Докурив, Алексей собрался было затушить окурок о подоконник, но рука остановилась на полпути, и полуобгоревшая бумажная гильза нашла последнее пристанище в бронзовой пепельнице на столе.
«Не можем же мы, в конце концов, во всем оставаться «русскими варварами»».
Офицер снял с телефонного аппарата трубку и поднес к уху. Молчит…
Естественно, что немцы, эвакуировавшиеся из города, успели перерезать телефонные провода, а как доложил прискакавший от Лапнина казак — и вывести из строя телеграфные аппараты на почтамте и железнодорожной станции. Не так чтобы потом было невозможно починить, но надежно. Как всегда. Пресловутые немецкие аккуратность и педантизм.
Махнув рукой на всякий интеллигентский вздор, норовящий подточить боевой дух русского офицера, Груднев снова улегся на диван, укрылся с головой шинелью и упрямо сжал веки, твердо намеренный этой ночью урвать хотя бы несколько часов сна.
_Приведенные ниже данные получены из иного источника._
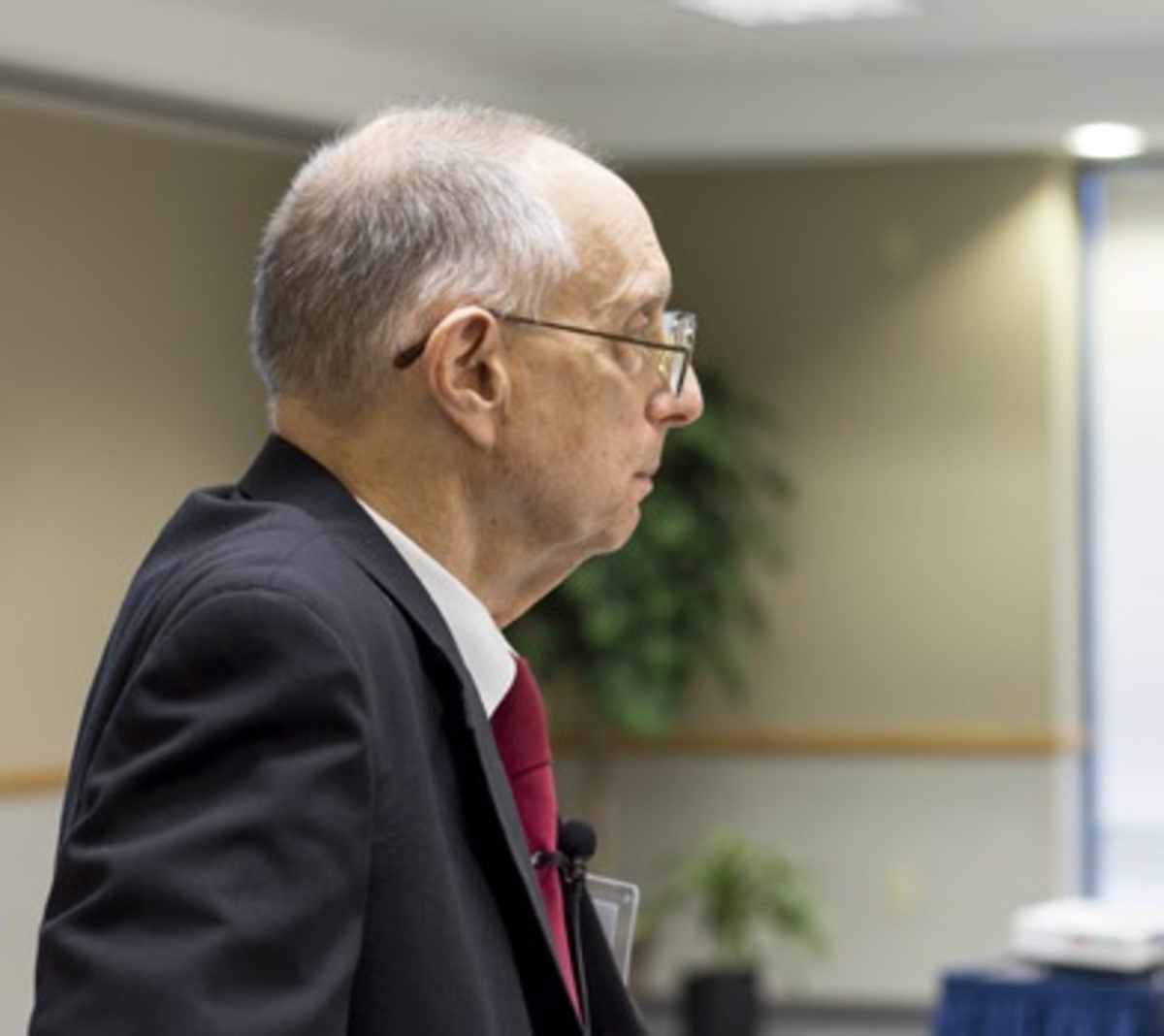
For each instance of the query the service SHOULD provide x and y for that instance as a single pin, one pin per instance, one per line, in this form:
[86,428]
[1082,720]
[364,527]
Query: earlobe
[467,373]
И Морфей, испуганный решимостью своего подопечного, все-таки подступил к изголовью…
— А вот я еще слыхал, — напряженным шепотом продолжал свою бесконечную историю урядник Седых, — что был такой город, в котором никто не жил, окромя нечисти…
— Да ну! — выдохнул с полуоткрытым ртом зеленый еще казачок Кропотов, круглыми глазами уставившись на рассказчика. — Нешто бывает такое?
— Никшни, Васютка! — одернул парня седоусый урядник Саблин. — Дай послушать, что человек гуторит.
— Может быть, и не бывает… — Седых степенно открыл свой самодельный портсигар с «фабричными» (он любил пофорсить перед товарищами) и прикурил папироску от головешки. — Но люди бают, что было такое…
— И главное, вот какое дело, — продолжил он, затянувшись ароматным дымком. — Днем это был город как город: жители, купцы, городовые… Даже градоначальник был свой. Все честь честью. Но вот ночью…
— А в какой губернии это было? — снова не утерпел юный казак.
— Молчи ты, растрафа! — отвесил звонкий подзатыльник непоседе Саблин. — Не будешь слушать — в караул у меня пойдешь без всякой очереди! Давай, Петрович, продолжай, не томи…
— А Бог его знает, в какой губернии, — продолжил урядник. — Может, даже и не в губернии, а, скажем, за границей. В Хвранции, к примеру, або в Гишпании… Да хотя бы здесь, в Германии! Не в этом суть, а в том, что днем все горожане были люди как люди, а ночью…
— А что ночью? — на этот раз не выдержал урядник Зыков, которому уже никаким подзатыльником рот не заткнешь, — сам кого хочешь свернет в бараний рог.
— В том-то и дело. Ночью все там нечистью оборачивались. Купцы — упырями, горожане — домовыми, лешими да бесами всякими… А самым главным у них был градоначальник. Он вообще каким-то чудовищем становился. Зубищи — во! — отмерял пальцами добрый вершок урядник. — Когти — во! А глаза…
— Так не было же у него глаз, — тонко улыбнулся вольноопределяющийся Сивцов, приданный команде Груднева в качестве телефониста, но волей обстоятельств оставшийся без работы.